The methodology in this paper is in general derived by the literature described above, but especially using the methodological framework of @saez2004reported for a time-series model and @giertz2007elasticity for a panel analysis. Since both approaches are quite relevant in the latest literature and we were not sure how sensitive our data is to the respective model, we decided to include both models in our paper. Due to data constraints, we had to adjust these models slightly suiting our capabilities, explained in the following paragraph. 

In our **time-series model** we simply regress the log of average income for the top 15,000 Finnish income earners on the log of the average *net-of-tax rate* in percent over the given time period 2009-2013 (5 observations). Whereas the *net-of-tax rate* depicts the rate of total income after taxes (net-of-tax rate = 1 - average tax). 
@saez2004reported wrote about his model: “A simple OLS regression of log average incomes on the log of the net-of-tax rate, always displays insignificant elasticity coefficients. Therefore, the aggregate data displays no evidence of significant behavioral responses of reported incomes relative to changes in the average marginal tax rate” (p. 138). Thus, in order to control for exogenous real income growth, we also added a time control capturing year-specific effects. 
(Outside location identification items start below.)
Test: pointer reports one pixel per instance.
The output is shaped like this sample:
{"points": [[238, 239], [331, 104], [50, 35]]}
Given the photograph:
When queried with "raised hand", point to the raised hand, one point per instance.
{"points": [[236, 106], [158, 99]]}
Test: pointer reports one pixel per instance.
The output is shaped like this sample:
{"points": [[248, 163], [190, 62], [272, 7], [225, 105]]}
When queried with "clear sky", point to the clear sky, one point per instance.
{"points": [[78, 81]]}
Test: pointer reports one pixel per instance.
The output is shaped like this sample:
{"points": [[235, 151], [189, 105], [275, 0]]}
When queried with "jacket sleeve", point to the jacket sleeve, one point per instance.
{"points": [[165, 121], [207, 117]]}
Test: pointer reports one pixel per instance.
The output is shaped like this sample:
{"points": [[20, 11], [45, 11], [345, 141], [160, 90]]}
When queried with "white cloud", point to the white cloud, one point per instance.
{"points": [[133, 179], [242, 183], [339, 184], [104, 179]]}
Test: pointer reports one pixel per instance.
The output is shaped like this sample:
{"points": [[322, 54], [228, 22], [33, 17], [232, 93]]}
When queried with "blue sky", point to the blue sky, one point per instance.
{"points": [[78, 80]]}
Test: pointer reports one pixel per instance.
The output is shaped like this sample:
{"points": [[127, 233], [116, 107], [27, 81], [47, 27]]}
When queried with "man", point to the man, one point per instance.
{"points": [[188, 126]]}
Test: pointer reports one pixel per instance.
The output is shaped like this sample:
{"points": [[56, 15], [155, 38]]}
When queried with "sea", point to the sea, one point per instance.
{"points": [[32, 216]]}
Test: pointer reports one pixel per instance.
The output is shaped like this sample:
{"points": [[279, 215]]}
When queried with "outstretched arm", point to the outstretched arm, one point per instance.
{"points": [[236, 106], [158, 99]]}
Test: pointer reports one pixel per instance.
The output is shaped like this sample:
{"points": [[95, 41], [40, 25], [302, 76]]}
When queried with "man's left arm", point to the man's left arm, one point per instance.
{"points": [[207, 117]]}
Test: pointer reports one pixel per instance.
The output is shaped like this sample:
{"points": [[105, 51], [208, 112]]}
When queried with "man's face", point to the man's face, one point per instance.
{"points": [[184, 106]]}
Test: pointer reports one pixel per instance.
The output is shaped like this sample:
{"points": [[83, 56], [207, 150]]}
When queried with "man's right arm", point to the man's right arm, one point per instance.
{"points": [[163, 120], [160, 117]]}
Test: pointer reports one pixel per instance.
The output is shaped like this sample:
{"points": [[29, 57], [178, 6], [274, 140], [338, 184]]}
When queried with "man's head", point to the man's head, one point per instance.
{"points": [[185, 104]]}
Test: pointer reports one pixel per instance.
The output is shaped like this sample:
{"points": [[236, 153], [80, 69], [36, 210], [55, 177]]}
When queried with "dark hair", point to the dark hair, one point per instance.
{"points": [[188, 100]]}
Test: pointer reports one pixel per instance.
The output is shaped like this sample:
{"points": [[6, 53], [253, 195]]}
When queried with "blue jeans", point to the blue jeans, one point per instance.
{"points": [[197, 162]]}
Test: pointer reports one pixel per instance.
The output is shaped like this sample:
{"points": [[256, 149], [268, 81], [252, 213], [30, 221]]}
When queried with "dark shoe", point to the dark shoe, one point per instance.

For our **panel analysis** we used exactly the model laid down by @giertz2007elasticity, exploiting the panel advantage comparing only individuals who filed their tax returns in all subsequent years and also were part of the top 15,000 income earners from 2009 to 2013. In detail, here we are observing 4,867 individuals. The dependent variable in this model is the log of total income in the future year (*income t+2*) divided by income in the base year (*income t*), where the future year is two years after the base year. Thus, we end up observing three pairs of years (2009/2011, 2010/2012, 2011/2013).
The key independent variable is the log of the average net-of-tax rate in the future year (t+2) divided by the average net-of-tax rate in the base year (t). We use these time-differences in our variables to avoid endogeneity between the tax rate and income. 

![(Source: Giertz 2007)](Figures/model3.png)
(Image Source: @giertz2007elasticity)

Our panel-model differs from the original as such, that we use two instead of three future years for the sake of an additional year pair. Moreover, @giertz2007elasticity used several control variables like *marital status* that we are not able to obtain due to data constraints. 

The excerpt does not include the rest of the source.